Appropriately the topic of this chapter follows that of the previous passage. For fasting was a kind of ritual mourning. From early times it was associated with bereavement, repentance, and prayer. The Law of Moses prescribed fasting only in connection with the Day of Atonement, but fasts were also proclaimed in times of national emergency. In later times the trauma which resulted from the destruction of Jerusalem and the temple in 587 BC gave rise to regular fast days to mark these terrible events.
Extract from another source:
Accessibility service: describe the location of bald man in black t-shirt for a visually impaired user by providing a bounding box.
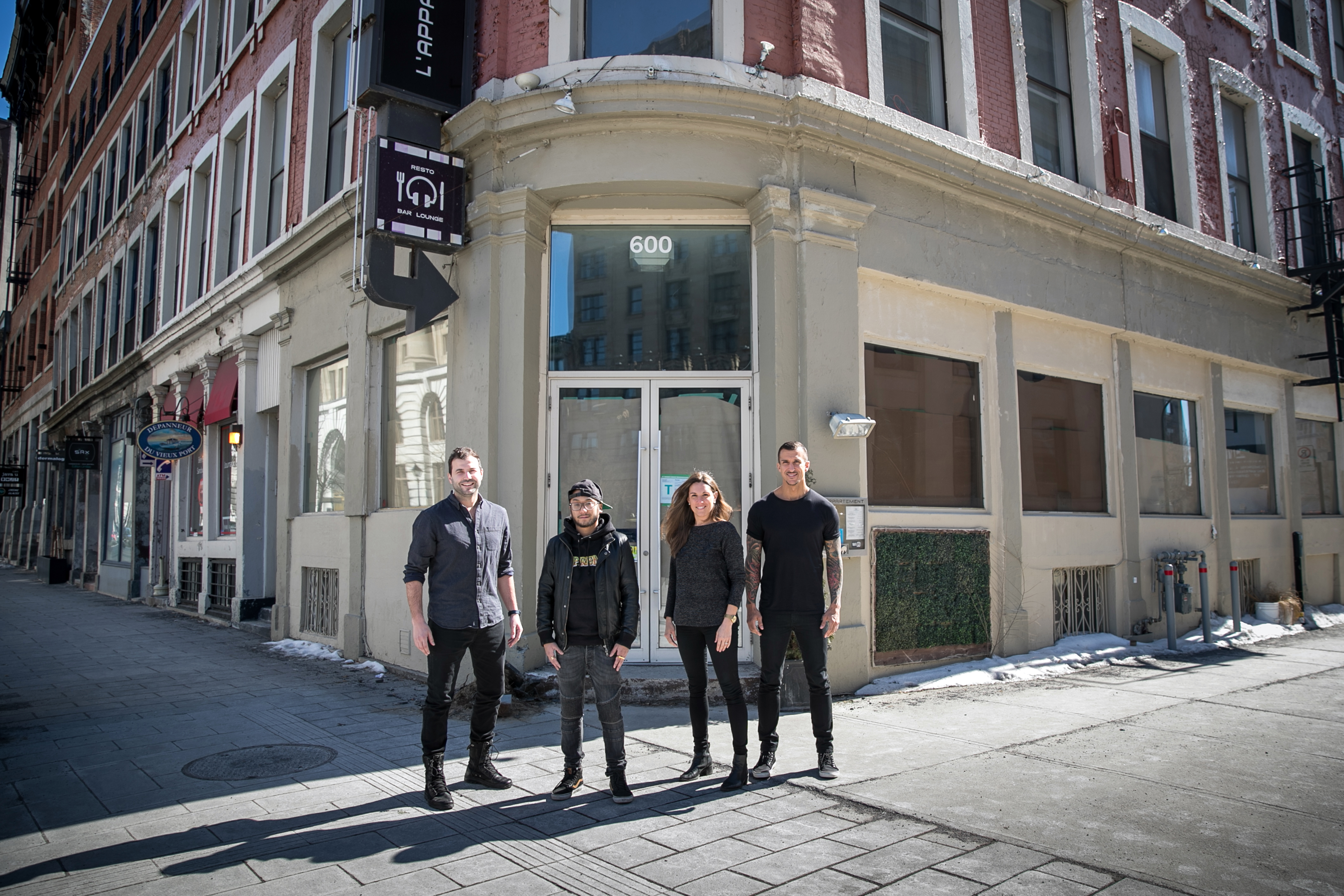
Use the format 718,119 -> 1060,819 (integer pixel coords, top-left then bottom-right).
746,442 -> 840,780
The fast days were impressive, solemn occasions, when the whole community gathered. This was good in itself, but it was also dangerous, for it created an impression of piety which was often far removed from the real state of affairs. It imposed a uniformity of observance which disguised the difference between those who were genuine and those who were not (vv. 1-2). At its worst it could degenerate into self-righteousness. Religion that drifts into superstition and self-righteousness becomes a hollow thing, lacking integrity and power. This is the inevitable outcome when leaders fail to speak to God’s people about their sins and challenge them with on-going need for repentance. The command of verse 1 is an urgent one, which is still relevant today.

After the exposure of wrong fasting (vv. 1-5) comes a description of the kind of fasting that truly pleases God (vv. 6-12). It is fasting accompanied by genuine repentance, especially turning away from exploitation and quarrelling (vv. 3b, 4a, 6). It is not simply to go without food on the set fast days, but to adopt a lifestyle in which self-indulgence and greed are totally given up and replaced by generosity towards the poor (v. 7). This is the kind of fasting that pleases God and leads to His blessing being released (v. 9). The great paradox of the life of faith to which we are called is that blessing comes through self-denial, which we receive through giving, and that we gain our lives by laying them down. The only repentance that counts with God is the sort that can be seen in the way we live, especially in how we treat other people.

Conditions proved to be very difficult in Palestine after the return from exile. On the fast days the people cried out to God to hear them, and give them the good things He had promised (v. 3). The terms light, healing, righteousness and glory all refer to the same reality: full realization of covenant blessing for which they were longing (v. 8). But Isaiah here warns all who desire these good things, and even back up their petitions with fasting, that they cannot expect to be heard until they change the way they are living.

After this the closing exhortation to keep the Sabbath (vv. 13-14) seems like an anticlimax, until we remember the connection between the Sabbath and justice that was made back in 56:1-2. The exploitation of workers denounced in verse 3 may well have involved denying them rest that the Sabbath provided, and the idle words of verse 13 were perhaps glib rationalizations that justified such behavior. In any case, the call for true Sabbath observance, like the call for true fasting, is a call for a changed heart and life, not just the more meticulous observance of a ritual. There is no shortcut to joy and victory (v. 14); they come through repentance, and a willingness to live God’s way.

Isaiah 58:1-14 Reflection Questions:

Have you ever fasted? If so, what was the focus of your fast?

What is God seeing when He sees how you are living?

Are you willing to live God’s way? If so, what does that mean?